Location
- 330 Elmora Avenue Elizabeth, NJ
- 40°40′01″N 74°14′05″W﻿ / ﻿40.666949°N 74.234586°W

Information
- Type: Private K-12 school, Yeshiva, Synagogue, and Jewish community
- Established: 1940
- Faculty: 89.5 (on FTE basis)
- Grades: PreK–12
- Enrollment: 758 (plus 74 in Pre-K)
- Accreditation: Middle States Association of Colleges and Schools
- Affiliation: Orthodox Judaism
- Website: www.thejec.org

= Jewish Educational Center =

Jewish day school in Elizabeth, New Jersey

The Jewish Educational Center is an eighty-year-old yeshiva school located in Elizabeth, in Union County, in the U.S. state of New Jersey, serving students in pre-kindergarten through twelfth grades.
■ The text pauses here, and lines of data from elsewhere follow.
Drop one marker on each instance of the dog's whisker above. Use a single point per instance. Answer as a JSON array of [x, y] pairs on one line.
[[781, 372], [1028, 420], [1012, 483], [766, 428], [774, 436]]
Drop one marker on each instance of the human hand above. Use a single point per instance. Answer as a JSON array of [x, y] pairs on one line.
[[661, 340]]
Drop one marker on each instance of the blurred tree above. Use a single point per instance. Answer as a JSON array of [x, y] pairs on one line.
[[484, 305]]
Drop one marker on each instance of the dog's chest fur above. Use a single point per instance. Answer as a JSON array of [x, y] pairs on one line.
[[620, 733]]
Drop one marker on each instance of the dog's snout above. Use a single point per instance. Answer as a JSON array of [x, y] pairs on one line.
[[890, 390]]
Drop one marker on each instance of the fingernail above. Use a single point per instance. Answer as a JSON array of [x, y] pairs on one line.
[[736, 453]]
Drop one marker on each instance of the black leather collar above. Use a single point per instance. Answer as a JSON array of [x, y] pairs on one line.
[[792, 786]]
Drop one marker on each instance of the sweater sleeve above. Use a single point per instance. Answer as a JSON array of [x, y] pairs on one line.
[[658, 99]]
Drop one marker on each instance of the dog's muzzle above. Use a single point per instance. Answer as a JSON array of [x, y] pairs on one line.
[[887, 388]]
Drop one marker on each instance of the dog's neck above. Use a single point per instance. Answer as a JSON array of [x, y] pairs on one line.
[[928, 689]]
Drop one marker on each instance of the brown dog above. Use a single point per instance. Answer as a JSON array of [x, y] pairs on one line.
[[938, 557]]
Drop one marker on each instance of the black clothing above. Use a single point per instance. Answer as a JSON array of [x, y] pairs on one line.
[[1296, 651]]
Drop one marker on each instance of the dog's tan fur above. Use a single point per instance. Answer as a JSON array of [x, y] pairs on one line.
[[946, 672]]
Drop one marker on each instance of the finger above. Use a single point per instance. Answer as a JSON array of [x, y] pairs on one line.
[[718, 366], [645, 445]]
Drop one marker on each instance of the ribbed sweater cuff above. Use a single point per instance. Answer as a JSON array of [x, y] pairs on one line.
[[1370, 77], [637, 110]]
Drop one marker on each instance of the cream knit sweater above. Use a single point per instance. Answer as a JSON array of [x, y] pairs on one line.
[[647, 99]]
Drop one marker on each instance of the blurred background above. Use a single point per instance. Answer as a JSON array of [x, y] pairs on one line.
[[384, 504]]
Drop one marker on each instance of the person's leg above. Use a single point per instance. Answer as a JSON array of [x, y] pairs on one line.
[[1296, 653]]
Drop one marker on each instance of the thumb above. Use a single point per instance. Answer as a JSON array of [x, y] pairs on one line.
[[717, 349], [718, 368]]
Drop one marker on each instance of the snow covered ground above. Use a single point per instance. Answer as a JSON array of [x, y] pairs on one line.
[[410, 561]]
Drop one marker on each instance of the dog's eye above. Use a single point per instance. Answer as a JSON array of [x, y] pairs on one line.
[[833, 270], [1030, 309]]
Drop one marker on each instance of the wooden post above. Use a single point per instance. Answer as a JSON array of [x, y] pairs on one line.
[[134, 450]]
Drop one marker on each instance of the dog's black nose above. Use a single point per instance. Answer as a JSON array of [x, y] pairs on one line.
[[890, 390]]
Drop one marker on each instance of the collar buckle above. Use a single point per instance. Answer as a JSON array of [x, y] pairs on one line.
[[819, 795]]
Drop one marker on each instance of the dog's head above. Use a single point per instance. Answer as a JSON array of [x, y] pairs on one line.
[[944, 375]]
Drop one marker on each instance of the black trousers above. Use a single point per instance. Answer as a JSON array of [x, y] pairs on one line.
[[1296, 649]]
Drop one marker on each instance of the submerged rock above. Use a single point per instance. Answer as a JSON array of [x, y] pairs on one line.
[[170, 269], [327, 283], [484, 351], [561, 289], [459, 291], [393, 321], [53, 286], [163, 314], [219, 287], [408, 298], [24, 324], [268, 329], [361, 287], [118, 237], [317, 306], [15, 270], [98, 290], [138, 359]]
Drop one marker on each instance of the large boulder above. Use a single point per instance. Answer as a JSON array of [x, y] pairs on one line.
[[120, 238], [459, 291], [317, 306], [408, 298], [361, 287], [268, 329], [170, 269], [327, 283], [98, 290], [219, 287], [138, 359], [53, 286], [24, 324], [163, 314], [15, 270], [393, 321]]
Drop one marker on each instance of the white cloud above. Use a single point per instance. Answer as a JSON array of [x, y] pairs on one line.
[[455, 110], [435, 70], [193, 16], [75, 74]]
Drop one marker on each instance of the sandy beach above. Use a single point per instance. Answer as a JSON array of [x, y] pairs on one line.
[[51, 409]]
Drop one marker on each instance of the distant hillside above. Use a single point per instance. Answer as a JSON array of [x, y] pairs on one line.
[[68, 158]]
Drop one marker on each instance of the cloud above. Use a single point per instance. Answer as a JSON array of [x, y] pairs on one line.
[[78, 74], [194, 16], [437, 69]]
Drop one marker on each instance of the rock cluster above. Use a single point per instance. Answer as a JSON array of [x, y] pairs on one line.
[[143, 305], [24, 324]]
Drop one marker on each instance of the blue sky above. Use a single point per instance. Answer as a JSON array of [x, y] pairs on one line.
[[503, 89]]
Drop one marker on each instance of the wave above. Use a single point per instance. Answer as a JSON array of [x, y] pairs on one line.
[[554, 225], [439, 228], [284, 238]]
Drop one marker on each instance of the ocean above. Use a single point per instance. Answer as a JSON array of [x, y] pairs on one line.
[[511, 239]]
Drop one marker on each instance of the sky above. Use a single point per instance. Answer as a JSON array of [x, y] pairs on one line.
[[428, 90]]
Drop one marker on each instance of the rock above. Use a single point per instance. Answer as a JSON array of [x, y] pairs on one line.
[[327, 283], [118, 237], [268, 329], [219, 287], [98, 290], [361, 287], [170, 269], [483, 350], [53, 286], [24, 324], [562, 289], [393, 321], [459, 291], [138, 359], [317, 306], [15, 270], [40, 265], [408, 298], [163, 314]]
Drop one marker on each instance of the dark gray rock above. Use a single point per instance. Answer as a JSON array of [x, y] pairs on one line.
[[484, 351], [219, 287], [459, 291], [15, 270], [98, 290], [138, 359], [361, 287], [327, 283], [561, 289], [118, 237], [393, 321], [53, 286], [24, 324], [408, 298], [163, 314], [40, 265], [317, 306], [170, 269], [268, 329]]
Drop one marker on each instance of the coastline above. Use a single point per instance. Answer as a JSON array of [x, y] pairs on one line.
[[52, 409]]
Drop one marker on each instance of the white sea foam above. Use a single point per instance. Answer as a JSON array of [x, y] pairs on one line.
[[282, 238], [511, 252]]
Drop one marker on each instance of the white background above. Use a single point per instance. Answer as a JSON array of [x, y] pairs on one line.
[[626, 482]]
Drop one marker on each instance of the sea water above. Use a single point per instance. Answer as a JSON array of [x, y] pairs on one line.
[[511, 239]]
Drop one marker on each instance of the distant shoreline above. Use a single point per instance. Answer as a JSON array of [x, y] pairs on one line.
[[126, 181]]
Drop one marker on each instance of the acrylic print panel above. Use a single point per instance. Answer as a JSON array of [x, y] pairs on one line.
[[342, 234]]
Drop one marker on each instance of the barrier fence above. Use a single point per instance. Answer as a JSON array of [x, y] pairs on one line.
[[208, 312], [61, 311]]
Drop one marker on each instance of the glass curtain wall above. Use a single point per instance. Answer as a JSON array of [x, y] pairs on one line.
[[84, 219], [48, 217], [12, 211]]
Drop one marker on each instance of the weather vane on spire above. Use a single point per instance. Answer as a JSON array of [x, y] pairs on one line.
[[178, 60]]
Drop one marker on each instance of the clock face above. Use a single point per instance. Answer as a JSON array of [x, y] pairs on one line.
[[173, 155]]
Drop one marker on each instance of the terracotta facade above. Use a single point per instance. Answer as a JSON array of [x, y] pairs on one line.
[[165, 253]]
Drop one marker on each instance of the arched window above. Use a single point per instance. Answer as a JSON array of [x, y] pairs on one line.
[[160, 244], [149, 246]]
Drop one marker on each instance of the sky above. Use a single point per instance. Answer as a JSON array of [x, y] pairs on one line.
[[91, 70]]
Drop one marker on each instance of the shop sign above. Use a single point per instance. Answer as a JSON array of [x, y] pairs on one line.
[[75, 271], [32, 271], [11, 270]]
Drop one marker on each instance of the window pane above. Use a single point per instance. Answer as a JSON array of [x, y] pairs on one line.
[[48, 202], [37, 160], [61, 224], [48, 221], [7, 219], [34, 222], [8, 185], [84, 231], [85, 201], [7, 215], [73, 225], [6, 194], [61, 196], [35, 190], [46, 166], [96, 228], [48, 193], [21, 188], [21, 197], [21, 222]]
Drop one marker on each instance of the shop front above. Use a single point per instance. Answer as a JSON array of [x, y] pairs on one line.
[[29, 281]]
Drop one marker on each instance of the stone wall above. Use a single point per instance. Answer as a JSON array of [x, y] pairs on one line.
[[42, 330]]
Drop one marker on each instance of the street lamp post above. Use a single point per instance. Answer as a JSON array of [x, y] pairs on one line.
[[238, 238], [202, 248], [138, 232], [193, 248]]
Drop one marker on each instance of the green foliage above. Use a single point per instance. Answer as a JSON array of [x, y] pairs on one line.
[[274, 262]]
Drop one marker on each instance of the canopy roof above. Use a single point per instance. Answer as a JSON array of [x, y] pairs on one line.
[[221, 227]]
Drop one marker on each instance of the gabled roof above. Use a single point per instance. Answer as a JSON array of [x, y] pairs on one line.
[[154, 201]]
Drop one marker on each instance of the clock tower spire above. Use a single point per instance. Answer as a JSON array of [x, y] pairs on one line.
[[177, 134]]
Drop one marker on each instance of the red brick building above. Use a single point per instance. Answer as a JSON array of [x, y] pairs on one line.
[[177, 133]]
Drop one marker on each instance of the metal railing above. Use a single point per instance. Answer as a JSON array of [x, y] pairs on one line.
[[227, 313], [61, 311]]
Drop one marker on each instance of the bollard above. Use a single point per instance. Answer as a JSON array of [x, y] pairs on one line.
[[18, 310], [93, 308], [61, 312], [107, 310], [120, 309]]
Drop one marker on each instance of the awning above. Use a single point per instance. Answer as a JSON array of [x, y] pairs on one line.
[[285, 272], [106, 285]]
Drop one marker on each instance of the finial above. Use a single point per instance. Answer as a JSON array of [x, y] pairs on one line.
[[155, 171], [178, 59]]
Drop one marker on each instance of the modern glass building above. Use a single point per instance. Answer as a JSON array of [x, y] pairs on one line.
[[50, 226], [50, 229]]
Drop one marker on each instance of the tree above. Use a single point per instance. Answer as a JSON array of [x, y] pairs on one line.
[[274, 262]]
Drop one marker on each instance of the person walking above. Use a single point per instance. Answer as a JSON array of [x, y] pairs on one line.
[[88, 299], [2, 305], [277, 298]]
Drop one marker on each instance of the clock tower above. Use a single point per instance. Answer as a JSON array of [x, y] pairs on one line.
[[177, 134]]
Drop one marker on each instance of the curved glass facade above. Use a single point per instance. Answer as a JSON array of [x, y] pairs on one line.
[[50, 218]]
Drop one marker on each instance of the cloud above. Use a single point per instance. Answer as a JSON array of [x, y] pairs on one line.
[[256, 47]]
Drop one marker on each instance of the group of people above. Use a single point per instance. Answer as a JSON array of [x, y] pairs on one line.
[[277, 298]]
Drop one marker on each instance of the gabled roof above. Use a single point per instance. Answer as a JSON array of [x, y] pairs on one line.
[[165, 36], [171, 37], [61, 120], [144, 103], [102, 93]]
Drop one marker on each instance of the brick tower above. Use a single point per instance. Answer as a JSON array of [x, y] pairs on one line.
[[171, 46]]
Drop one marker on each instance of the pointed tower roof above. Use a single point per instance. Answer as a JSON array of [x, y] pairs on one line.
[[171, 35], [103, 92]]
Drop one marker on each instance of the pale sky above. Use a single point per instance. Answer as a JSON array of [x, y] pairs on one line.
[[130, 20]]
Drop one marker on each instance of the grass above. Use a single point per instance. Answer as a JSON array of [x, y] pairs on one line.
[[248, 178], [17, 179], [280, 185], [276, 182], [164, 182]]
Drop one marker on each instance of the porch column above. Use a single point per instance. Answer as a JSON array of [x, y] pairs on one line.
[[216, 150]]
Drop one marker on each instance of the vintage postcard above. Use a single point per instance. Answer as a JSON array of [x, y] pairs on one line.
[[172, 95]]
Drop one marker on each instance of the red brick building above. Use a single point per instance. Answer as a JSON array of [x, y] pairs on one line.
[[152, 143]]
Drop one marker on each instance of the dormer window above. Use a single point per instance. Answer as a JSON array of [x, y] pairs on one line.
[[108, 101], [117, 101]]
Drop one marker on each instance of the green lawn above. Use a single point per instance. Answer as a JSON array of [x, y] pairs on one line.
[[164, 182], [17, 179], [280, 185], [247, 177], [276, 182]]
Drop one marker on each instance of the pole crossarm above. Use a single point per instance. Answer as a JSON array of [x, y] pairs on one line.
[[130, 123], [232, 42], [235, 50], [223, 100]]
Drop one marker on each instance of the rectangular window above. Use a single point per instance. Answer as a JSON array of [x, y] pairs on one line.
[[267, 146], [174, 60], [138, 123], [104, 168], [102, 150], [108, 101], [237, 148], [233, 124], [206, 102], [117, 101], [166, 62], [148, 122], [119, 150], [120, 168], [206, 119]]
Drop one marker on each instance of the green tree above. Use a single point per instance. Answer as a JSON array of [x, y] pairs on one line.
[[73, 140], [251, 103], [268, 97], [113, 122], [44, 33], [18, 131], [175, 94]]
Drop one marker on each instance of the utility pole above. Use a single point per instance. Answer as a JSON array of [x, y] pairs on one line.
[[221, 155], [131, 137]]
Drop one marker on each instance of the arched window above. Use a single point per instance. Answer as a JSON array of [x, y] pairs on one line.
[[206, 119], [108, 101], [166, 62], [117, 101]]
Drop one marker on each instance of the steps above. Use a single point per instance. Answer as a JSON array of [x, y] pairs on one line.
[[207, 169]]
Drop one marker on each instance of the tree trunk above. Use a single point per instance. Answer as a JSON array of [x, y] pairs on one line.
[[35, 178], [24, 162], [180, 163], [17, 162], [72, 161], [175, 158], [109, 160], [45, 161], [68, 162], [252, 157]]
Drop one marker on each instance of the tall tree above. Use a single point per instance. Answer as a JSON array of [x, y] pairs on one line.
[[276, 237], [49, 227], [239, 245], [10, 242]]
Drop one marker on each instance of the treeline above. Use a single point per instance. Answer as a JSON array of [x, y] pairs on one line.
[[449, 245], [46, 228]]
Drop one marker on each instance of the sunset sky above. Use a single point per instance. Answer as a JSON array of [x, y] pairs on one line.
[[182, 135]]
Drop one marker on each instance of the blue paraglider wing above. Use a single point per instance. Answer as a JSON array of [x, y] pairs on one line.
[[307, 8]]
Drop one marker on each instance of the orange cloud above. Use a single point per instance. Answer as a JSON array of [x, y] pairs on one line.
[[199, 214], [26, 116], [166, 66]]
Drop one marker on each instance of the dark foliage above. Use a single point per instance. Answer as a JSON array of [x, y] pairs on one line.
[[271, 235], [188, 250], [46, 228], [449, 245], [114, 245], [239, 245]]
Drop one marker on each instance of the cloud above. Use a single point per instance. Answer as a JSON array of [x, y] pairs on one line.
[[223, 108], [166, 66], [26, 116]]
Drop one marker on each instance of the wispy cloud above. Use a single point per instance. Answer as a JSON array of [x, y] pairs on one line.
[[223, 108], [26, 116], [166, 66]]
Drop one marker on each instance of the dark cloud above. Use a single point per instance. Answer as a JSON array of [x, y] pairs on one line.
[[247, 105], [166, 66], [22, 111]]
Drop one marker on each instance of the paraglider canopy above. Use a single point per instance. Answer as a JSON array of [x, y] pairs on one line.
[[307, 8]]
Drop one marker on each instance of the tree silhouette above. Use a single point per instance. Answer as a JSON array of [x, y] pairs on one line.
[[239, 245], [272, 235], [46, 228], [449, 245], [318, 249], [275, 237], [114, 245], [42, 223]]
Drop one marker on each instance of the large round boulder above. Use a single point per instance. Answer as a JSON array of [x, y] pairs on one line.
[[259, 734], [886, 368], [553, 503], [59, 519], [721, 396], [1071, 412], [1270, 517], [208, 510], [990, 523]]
Throughout the day the student curriculum consists of Judaic and secular studies. JEC, as it is commonly known, is run by its dean, Rabbi Elazar Mayer Teitz. The school has been accredited by the Middle States Association of Colleges and Schools Commission on Secondary Schools since 2008 and is accredited until January 2024. The Jewish Educational Center also includes the Jewish communities of Elizabeth and Hillside, including five synagogues, a mikveh and a cemetery.

The school includes three divisions:
- JEC Lower School: Pre-Kindergarten to 5th grade for boys, Pre-Kindergarten to 5th grade for girls, founded in 1939.
- Rav Teitz Mesivta Academy (RTMA) : 6th to 12th grade for boys, founded in 1955.
- Bruriah High School for Girls: 6th to 12th grade for girls, founded in 1963.

As of the 2013-14 school year, the Yeshiva of Elizabeth (now JEC Lower School) had an enrollment of 205 students (plus 74 in pre-K) and 31.8 classroom teachers (on an FTE basis), for a student–teacher ratio of 6.4:1. The Rav Teitz Mesivta Academy had an enrollment of 190 students and 21.0 classroom teachers (on an FTE basis), for a ratio of 9.0:1. The Bruriah High School for Girls had an enrollment of 377 students and 23.0 classroom teachers (on an FTE basis), for a ratio of 16.4:1.

Advanced Placement (AP) courses offered are: AP Chemistry, AP Physics B, AP Physics C, AP Calculus AB and BC, AP Computers A and AB, AP United States History, AP English Literature and Composition, AP Russian, AP Psychology, AP Biology, and AP Statistics. Most of these are only primarily offered to juniors and seniors.

Each year over 90% of the Senior class studies for a year or two in yeshivas in Israel before beginning college.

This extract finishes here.